The actual application of digital healthcare, depends on various criteria such as the clinical departments, diseases, functions, age, and sex. The clinical application of digital healthcare is ultimately determined according to clinical needs. However, it is easy to fail without proper application. Based on the evidence, treatment methods should be digitalized to improve current treatment methods or improve prognosis [2].
Another important aspect is establishing the uniqueness and versatility of the application of digital healthcare technology. This could be an advanced technology or an application based on the understanding of basic human physiology. As an example, an approach based on the circadian rhythm can be considered. Disturbance of the circadian rhythm not only causes sleep disorders, it also has a long and profound effect on the cardiovascular and endocrine systems, which can lead to cancer, degenerative brain disease, and mental diseases [3]. Therefore, the application of digital healthcare based on circadian rhythm is medically sound as well as unique and versatile.

DIAGNOSTIC APPLICATION

Diagnosis can be divided into a fragmentary diagnosis that measures the current state of the circadian rhythm and a complicated diagnosis that predicts any disease-related form based on circadian rhythm measurements which can be carried out using core body temperature, gene expression, hormone secretion, and actigraphy. However, there were many difficulties in applying such a method to real life.

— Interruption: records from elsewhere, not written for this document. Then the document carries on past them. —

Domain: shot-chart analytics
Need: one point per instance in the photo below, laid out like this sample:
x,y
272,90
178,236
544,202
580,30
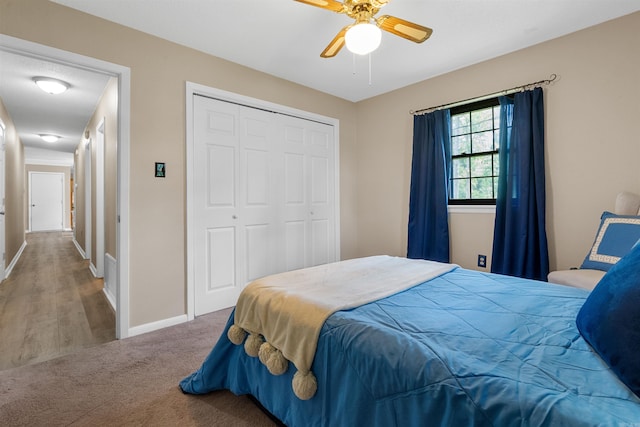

It is now possible to acquire multiple types of information, such as physical activity, sleep, and heart rate, using sensors in smartphones and wearable devices [4]. In the future, with the development of sensing technology, the amount, quality, and types of data that can be acquired easily in daily life will increase. Thus, it will be possible to measure and diagnose various aspects of the circadian rhythm.
Based on this relatively easy method of measuring circadian rhythm-related data, a complicated diagnostic step for classifying or predicting disease-related conditions can be considered. Practical application is possible for health conditions, such as insomnia and diabetes, that are closely related to the circadian rhythm. Attempts for the predictive diagnosis of mental or physical conditions or diseases based on this circadian rhythm are being made gradually, and meaningful results are being derived. In AI analysis methods such as machine learning, it is crucial to classify and organize meaningful data for learning from complex clinical data and have miscellaneous information [5]. In this regard, reclassifying and reprocessing clinical data from the perspective of circadian rhythm will be very useful making it applicable in more diverse areas of medicine.

THERAPEUTIC APPLICATION

First, we can think of a digital therapeutic intervention for stabilizing the circadian rhythm through the realignment of the sleep-wake rhythm. This may prioritize therapeutic applications in groups vulnerable to disturbances in sleep-wake rhythms with continuing therapeutic intervention in real life and customized interventions according to individual circadian rhythm states [6]. It is highly likely to be established as a non-pharmacological treatment method and will apply not only to diseases such as insomnia, but also to medical conditions such as diabetes.
The therapeutic application of the circadian rhythm, along with technologies such as the Internet of Medical Things, will radically change human life in terms of treatment and prevention. Beyond fragmentary information such as activity and sleep currently obtained through smart devices, it will provide information on what kind of circadian rhythm the user is in and how much it can affect their health status; inducing integrated interventions in everyday environments can be an important step forward.
The therapeutic application of circadian rhythm measurements in digital health is still in its infancy. Therefore, as diagnostic applications and related data analysis technology develop, therapeutic applications can be expected to advance explosively. Since individual therapeutic applications based on unique circadian rhythm patterns are possible, it will be a sound basis for personalized treatment, which is one of the critical characteristics of future medicine [7].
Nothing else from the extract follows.